Ora, convém esclarecer desde já que este não é um dilema novo. As razões apontadas para obstar ao empossamento de Buttiglione são manifestações da mesma razão que conduziu o Parlamento francês à aprovação da Lei do Véu e que origina o erguimento de obstáculos à adesão da Turquia à UE. E que sustenta a argumentação daqueles que pretendem deixar ao largo do preâmbulo da Constituição Europeia qualquer referência à herança cristã na fundação da Europa -- nem se discutindo, inclusivamente, o contributo das demais religiões abramânicas. Numa palavra: em causa está a contradição existente no nosso mundo europeu entre materialismo secular e crença, contradição essa que já foi apontada, por exemplo, por Akbar S. Ahmed (Pós-Modernismo e Islão).

O que se argumenta é que o projecto europeu é um projecto isento de influências sujeitas a discussão, a divisionismos. É um projecto que se pretende congregador e não representante de um ponto de vista. É por esse motivo que o exercício de funções públicas deve ser dissociado de qualquer código moral -- sobretudo se esse código for oriundo da esfera religiosa. E, do mesmo modo, é por isso que a configuração da própria UE não deve estar relacionada com qualquer legado ou interferência da esfera religiosa.
Nesta perspectiva, aceitar que o projecto europeu está historicamente associado a um legado dessa natureza ou que os agentes políticos envolvidos nesse processo se guiam por esses padrões morais é um retrocesso. Porque tal evento representaria um suposto desvirtuamento do projecto multi-cultural europeu.

É esta a mentira que importa desmascarar. Em primeiro lugar, é uma falsidade histórica. A esfera religiosa teve um papel central na vivência europeia e dos europeus ao longo dos séculos. E constitui um substracto precioso do projecto europeu.
Para além do mais, a argumentação é absurda -- e é absurda porque oculta a verdade. Qualquer indivíduo é um agente moral. Um indivíduo que rejeite um código moral de origem religiosa não irá, consequentemente, actuar cegamente como um autómato. Ele actuará de acordo com outro código moral -- um código moral de índole materialista, onde os vectores de religiosidade não entram. Esse código moral é o do materialismo secular. Simplisticamente e no campo da decisão política, o materialismo secular é um fruto do Iluminismo e do materialismo. É o domínio da tecnocracia, o campo privilegiado do utilitarismo materialista. É esta a verdade que não se diz em voz alta.

Ou seja, o fenómeno a que assistimos não é o da criação de um espaço livre para um exercício asséptico de poderes.
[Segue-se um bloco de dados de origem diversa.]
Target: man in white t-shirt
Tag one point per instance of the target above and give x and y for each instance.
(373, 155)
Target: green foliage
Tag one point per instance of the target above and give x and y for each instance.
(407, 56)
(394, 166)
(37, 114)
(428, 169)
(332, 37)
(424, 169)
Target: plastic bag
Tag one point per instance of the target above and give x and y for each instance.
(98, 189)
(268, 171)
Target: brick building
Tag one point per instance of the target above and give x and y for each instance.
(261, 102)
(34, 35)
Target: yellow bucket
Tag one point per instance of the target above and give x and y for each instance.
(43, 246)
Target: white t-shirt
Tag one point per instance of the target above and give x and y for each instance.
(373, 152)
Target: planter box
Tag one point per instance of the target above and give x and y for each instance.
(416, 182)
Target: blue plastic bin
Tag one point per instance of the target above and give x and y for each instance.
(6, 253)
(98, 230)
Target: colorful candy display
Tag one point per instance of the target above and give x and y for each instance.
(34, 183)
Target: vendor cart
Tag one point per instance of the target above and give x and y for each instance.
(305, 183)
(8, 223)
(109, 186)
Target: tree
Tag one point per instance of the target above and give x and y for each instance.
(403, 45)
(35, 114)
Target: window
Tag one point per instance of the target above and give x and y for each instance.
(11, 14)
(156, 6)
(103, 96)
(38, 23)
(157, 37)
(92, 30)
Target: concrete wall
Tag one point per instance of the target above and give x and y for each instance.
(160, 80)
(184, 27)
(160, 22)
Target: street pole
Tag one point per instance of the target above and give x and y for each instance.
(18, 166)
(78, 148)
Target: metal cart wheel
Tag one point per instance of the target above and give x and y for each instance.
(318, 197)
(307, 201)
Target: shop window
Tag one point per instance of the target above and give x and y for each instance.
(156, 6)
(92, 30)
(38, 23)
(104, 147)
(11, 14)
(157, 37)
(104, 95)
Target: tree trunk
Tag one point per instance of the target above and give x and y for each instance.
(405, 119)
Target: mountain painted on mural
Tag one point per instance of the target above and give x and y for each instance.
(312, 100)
O que se quer é substituir um código moral por outro.
A Constituição Europeia, a Turquia, a Lei do Véu e o caso Buttiglione são manifestações de um mundo que se sente pouco à-vontade com a crença. A luta a que assistimos não é, pois, a da defesa do projecto europeu contra investidas de um mundo religioso, velho e regressivo. Assistimos sim à sobrevivência, no espaço europeu, da possibilidade de haver agentes morais que se guiam por códigos religiosos ou não materialistas.